Time series correlation plot between New Cases (top), and New Deaths (bottom) and either average monthly temperature (A) or latitude (B). Each point represents the r coefficient of a specific month’s cases or deaths and its corresponding monthly temperature. Closed symbols describe significant correlations with p-values less than .05. Average monthly temperatures of countries are difficult to compute, so a city with retrievable temperature data was selected for each country to represent this metric. Important timestamps are included in this graphic.

Time series correlation plot between Total Cases (top), Deaths (bottom) and Yale’s 2020 Environmental Performance Index (EPI) scores. Each point represents the r coefficient between the Total Cases or Deaths of a specific country through each month and its EPI score. Closed symbols describe significant correlations with p-values less than .05.

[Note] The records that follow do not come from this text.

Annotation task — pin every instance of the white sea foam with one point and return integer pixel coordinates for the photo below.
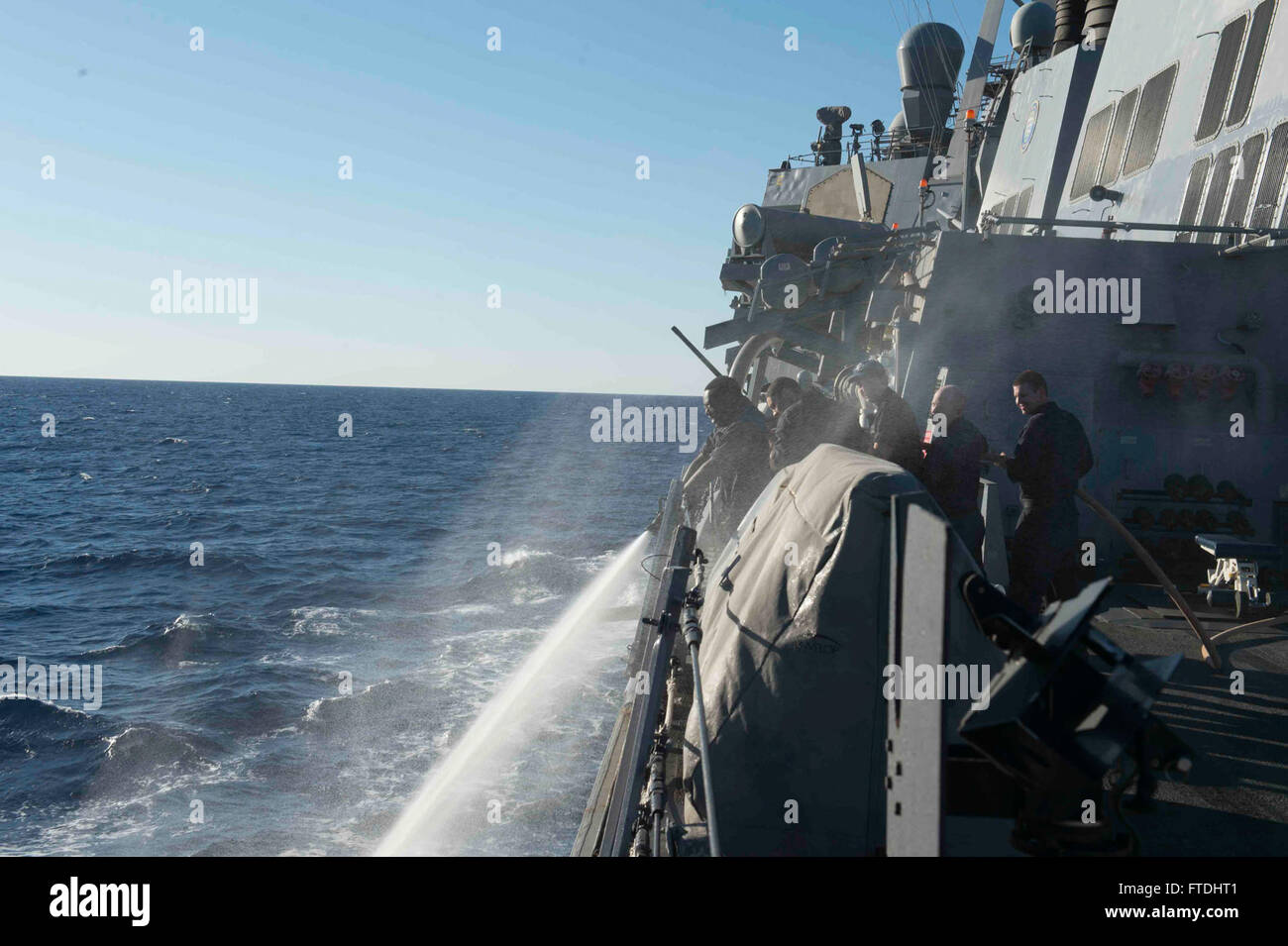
(459, 799)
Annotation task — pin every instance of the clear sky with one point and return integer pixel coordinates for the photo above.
(471, 168)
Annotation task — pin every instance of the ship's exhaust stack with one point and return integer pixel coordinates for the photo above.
(828, 146)
(1100, 14)
(1033, 27)
(930, 56)
(1069, 16)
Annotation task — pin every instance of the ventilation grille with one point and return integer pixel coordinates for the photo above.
(1149, 121)
(1241, 190)
(1119, 137)
(1223, 72)
(1193, 194)
(1250, 65)
(1214, 203)
(1273, 179)
(1093, 147)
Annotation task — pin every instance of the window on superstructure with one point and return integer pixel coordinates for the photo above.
(1150, 115)
(1119, 137)
(1009, 210)
(1271, 179)
(1021, 209)
(1093, 150)
(1250, 65)
(1193, 196)
(1244, 177)
(1223, 72)
(1223, 168)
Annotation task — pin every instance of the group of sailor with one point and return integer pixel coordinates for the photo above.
(1051, 455)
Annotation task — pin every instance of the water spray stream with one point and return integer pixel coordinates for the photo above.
(507, 722)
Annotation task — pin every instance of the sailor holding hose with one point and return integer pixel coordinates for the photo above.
(1050, 457)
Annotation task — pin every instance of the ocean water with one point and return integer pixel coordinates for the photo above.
(359, 604)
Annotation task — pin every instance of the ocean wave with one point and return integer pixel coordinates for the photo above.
(322, 620)
(174, 640)
(389, 704)
(141, 752)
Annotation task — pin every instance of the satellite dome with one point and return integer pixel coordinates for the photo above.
(898, 128)
(1035, 22)
(928, 55)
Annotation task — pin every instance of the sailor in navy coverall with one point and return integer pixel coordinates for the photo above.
(1050, 457)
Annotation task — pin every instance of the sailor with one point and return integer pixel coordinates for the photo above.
(953, 459)
(894, 434)
(1051, 456)
(804, 418)
(735, 455)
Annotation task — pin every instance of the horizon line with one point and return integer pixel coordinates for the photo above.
(296, 383)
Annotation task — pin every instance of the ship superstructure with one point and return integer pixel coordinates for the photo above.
(1103, 203)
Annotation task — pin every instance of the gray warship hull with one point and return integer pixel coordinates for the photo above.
(1108, 207)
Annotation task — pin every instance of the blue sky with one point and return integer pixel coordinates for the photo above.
(471, 168)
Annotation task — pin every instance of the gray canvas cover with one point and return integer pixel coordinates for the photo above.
(795, 641)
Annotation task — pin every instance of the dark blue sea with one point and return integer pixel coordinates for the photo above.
(344, 627)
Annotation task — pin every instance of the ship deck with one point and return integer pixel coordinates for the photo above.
(1234, 800)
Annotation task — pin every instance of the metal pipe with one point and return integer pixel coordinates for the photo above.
(694, 636)
(695, 351)
(1206, 648)
(748, 353)
(1274, 232)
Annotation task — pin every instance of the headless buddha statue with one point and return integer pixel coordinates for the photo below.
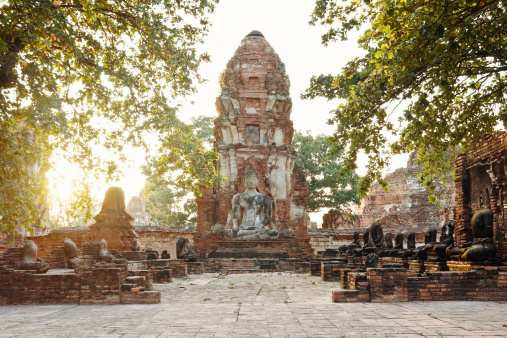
(482, 247)
(436, 251)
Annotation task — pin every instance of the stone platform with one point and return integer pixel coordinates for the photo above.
(256, 249)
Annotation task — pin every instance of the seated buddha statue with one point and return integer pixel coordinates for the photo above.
(482, 247)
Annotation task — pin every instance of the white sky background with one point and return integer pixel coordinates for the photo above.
(284, 24)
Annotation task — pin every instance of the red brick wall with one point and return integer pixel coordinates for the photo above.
(489, 284)
(101, 285)
(472, 181)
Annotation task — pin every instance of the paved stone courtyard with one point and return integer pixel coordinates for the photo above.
(255, 305)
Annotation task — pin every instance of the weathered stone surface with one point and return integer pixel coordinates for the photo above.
(253, 129)
(137, 209)
(336, 220)
(405, 207)
(30, 260)
(113, 223)
(481, 179)
(71, 253)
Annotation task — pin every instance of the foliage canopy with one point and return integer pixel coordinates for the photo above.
(323, 163)
(446, 60)
(79, 73)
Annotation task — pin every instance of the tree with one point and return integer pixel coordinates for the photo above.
(166, 201)
(80, 73)
(323, 163)
(446, 60)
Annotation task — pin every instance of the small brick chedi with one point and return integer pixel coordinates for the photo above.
(253, 133)
(113, 223)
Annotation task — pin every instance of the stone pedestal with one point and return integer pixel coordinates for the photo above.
(253, 131)
(435, 266)
(113, 223)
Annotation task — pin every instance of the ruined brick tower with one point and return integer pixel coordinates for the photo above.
(253, 127)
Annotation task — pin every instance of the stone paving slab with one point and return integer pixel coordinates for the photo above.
(255, 305)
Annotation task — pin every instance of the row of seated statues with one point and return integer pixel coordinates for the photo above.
(480, 249)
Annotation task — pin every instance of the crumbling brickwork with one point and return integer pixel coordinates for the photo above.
(253, 128)
(481, 178)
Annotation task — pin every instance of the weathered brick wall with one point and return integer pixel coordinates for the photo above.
(336, 220)
(473, 183)
(406, 206)
(46, 243)
(253, 128)
(163, 238)
(156, 237)
(489, 284)
(22, 287)
(101, 285)
(321, 240)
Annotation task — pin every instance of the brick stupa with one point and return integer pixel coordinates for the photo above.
(253, 127)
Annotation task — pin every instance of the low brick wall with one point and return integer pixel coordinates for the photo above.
(93, 286)
(486, 284)
(387, 285)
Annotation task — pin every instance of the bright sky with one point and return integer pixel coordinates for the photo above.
(284, 24)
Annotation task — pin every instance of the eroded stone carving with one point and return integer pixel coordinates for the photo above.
(104, 255)
(185, 250)
(255, 209)
(30, 260)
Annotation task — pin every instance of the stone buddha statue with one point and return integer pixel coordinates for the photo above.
(251, 211)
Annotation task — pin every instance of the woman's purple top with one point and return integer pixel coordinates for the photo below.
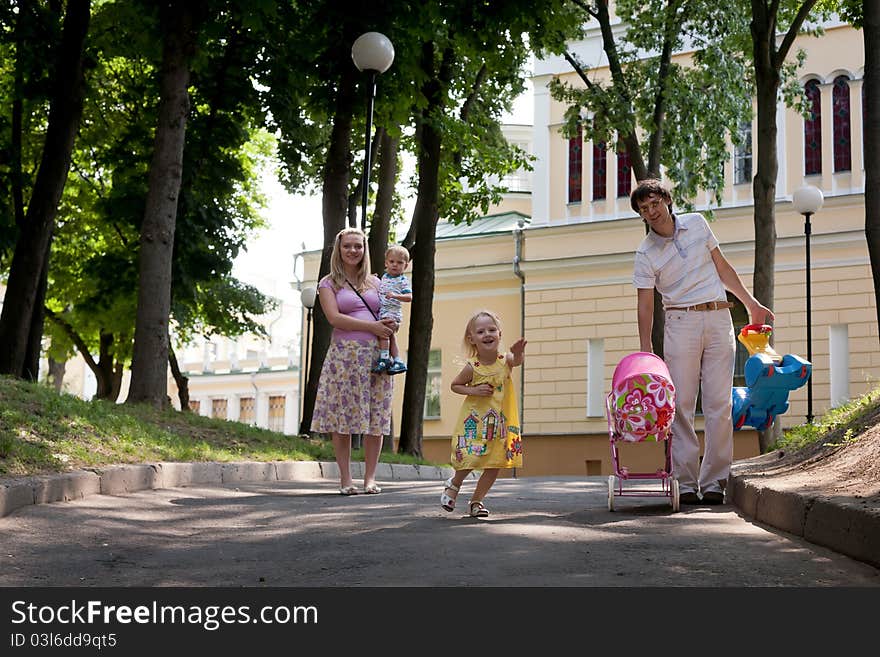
(350, 304)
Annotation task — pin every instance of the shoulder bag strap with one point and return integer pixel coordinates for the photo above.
(354, 289)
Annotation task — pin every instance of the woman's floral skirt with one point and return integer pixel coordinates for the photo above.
(350, 398)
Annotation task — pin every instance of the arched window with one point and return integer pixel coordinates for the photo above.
(600, 171)
(742, 155)
(813, 130)
(842, 140)
(575, 165)
(624, 171)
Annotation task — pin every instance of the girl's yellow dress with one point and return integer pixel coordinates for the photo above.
(487, 434)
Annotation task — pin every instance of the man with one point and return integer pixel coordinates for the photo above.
(680, 257)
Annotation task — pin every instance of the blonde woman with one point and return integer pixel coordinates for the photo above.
(350, 398)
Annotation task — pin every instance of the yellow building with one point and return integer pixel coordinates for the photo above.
(570, 291)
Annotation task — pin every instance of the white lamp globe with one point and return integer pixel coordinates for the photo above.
(807, 199)
(372, 51)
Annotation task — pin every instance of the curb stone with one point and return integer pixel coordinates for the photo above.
(16, 493)
(839, 525)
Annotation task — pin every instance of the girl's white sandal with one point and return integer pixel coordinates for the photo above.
(447, 502)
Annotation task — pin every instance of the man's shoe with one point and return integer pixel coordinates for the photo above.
(397, 367)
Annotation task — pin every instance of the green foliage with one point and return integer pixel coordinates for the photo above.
(838, 426)
(43, 432)
(704, 98)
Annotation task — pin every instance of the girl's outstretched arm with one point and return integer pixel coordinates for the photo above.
(517, 352)
(461, 384)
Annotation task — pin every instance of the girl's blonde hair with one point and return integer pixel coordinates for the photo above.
(337, 269)
(470, 348)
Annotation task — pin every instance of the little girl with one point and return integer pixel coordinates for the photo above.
(487, 435)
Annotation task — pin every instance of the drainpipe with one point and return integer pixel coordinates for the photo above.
(518, 239)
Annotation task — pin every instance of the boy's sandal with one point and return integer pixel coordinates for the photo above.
(397, 367)
(447, 502)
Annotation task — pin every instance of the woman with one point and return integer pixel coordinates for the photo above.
(350, 398)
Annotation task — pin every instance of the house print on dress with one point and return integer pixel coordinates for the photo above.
(479, 432)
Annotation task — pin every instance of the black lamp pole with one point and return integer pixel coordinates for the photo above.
(807, 216)
(365, 186)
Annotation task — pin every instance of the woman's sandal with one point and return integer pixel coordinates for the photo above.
(447, 502)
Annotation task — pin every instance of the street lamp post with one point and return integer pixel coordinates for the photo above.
(307, 296)
(807, 200)
(371, 52)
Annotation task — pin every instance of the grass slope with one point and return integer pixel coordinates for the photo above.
(42, 432)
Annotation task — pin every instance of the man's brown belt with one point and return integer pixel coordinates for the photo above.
(712, 305)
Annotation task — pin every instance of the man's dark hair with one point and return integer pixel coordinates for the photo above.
(647, 187)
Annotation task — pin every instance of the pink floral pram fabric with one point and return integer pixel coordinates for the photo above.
(641, 408)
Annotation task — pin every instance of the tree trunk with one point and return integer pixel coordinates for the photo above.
(180, 379)
(334, 202)
(29, 261)
(56, 373)
(380, 224)
(108, 373)
(871, 132)
(425, 217)
(149, 366)
(31, 368)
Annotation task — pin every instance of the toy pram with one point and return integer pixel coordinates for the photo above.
(641, 407)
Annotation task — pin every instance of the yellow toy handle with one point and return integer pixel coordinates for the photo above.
(756, 338)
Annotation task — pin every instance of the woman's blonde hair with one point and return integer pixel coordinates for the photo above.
(470, 348)
(337, 269)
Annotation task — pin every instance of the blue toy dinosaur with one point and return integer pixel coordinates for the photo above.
(769, 379)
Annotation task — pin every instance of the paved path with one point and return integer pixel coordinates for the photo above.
(549, 531)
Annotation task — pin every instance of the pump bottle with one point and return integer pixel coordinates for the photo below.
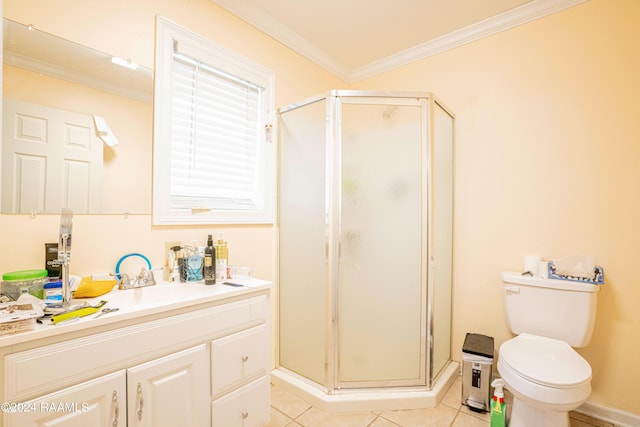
(498, 407)
(222, 259)
(209, 266)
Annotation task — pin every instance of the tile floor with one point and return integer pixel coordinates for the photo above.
(290, 411)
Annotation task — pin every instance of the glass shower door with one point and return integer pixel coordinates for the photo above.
(381, 289)
(303, 277)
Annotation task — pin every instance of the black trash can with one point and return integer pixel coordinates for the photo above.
(477, 363)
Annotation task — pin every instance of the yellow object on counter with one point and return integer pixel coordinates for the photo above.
(93, 288)
(81, 312)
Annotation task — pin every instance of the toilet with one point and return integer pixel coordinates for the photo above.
(546, 376)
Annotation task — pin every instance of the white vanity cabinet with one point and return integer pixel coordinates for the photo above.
(201, 365)
(239, 379)
(170, 391)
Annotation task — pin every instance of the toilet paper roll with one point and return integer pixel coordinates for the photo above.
(531, 264)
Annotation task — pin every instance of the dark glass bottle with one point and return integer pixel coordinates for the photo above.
(209, 266)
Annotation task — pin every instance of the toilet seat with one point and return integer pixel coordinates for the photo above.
(545, 361)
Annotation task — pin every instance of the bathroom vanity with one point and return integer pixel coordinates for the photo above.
(173, 354)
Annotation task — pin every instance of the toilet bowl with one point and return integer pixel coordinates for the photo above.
(547, 378)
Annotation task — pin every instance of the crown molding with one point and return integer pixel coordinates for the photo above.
(520, 15)
(267, 24)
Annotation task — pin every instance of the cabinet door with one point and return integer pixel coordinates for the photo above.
(99, 402)
(170, 391)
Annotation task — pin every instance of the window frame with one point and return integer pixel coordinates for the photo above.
(167, 33)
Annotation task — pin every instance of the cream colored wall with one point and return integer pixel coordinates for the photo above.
(127, 29)
(547, 163)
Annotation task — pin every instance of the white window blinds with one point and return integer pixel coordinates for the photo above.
(217, 129)
(213, 161)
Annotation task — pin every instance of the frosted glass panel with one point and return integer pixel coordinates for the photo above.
(302, 237)
(442, 235)
(380, 291)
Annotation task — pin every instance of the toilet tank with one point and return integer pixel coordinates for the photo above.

A March 2021 snapshot of categories of environmental health indicators
We found Total Cases and Total Deaths values for March 2021 were correlated with each category and performance indicator categorized by Yale’s EPI score. To ensure levels of heteroscedasticity were not prevalent across categories and indicators, Total Cases and Total Deaths values were transformed by 1/sqrt(x). Following this transformation, epidemiological values for March 2021 correlated with the total EPI Score at r = –.536, rs = –.718 (Total Cases), and r = –.464, rs = –.652 (Total Deaths). However, not all performance indicators were equally represented in the overall EPI score. Figure 5A and B depicts overall pie charts of all indicators for Total Cases and Total Deaths correlations, respectively. We highlight the most important categories and associated indicators within the “Ecosystem Vitality” and “Environmental Health” global policy objectives, which carry the largest weight as percentage of the total score and represent the largest pie slices of Figure 5:
(i) EPI Climate Change and Pollution Metrics. The “Climate Change” category under the EPI score had r values of r = –.536, rs = –.610 (Total Cases) and r = –.496, rs = –.610 (Total Deaths), while the “Pollution Emissions” category exhibited r values of r = –.433, rs = –.569 (Total Cases) and r = .375, rs = –.507 (Total Deaths), respectively. These categories are broken up into multiple indicators including CO2 Growth Rates, CH4 Growth Rates, Black Carbon Growth Rates, SO2 Growth Rates, and NOx Growth Rates. For each of these metrics the EPI grades according to how well a country has curbed these growth rates. For instance, a country that has significantly curbed its NOx Growth rate receives a higher score than one who has not. We found that pollution emissions metrics correlated with COVID-19 incidence or mortality. Growth rates r values ranged from –.509 (CO2) to –.255 (N2O) for Total Cases and –.481 (CO2) and –.219 (N2O) for Total Deaths. Growth rates rs values showed similar ranges. Surprisingly, while the GHG (Greenhouse Gas) Intensity Trend was not correlated with deaths or cases, GHG Emissions per Capita showed strong positive correlations for Total Cases (r = .530, rs = .583) and Total Deaths (r = .366, rs = .452). Indicators listed under Pollution Emissions showed significant negative correlations for SO2 and NOx Growth Rates for Total Cases and Total Deaths ranging r = –.404 to .392, rs = –.525 to .523 (Total Cases) and r = –.347 to .342, rs = –.459 to .475 (Total Deaths).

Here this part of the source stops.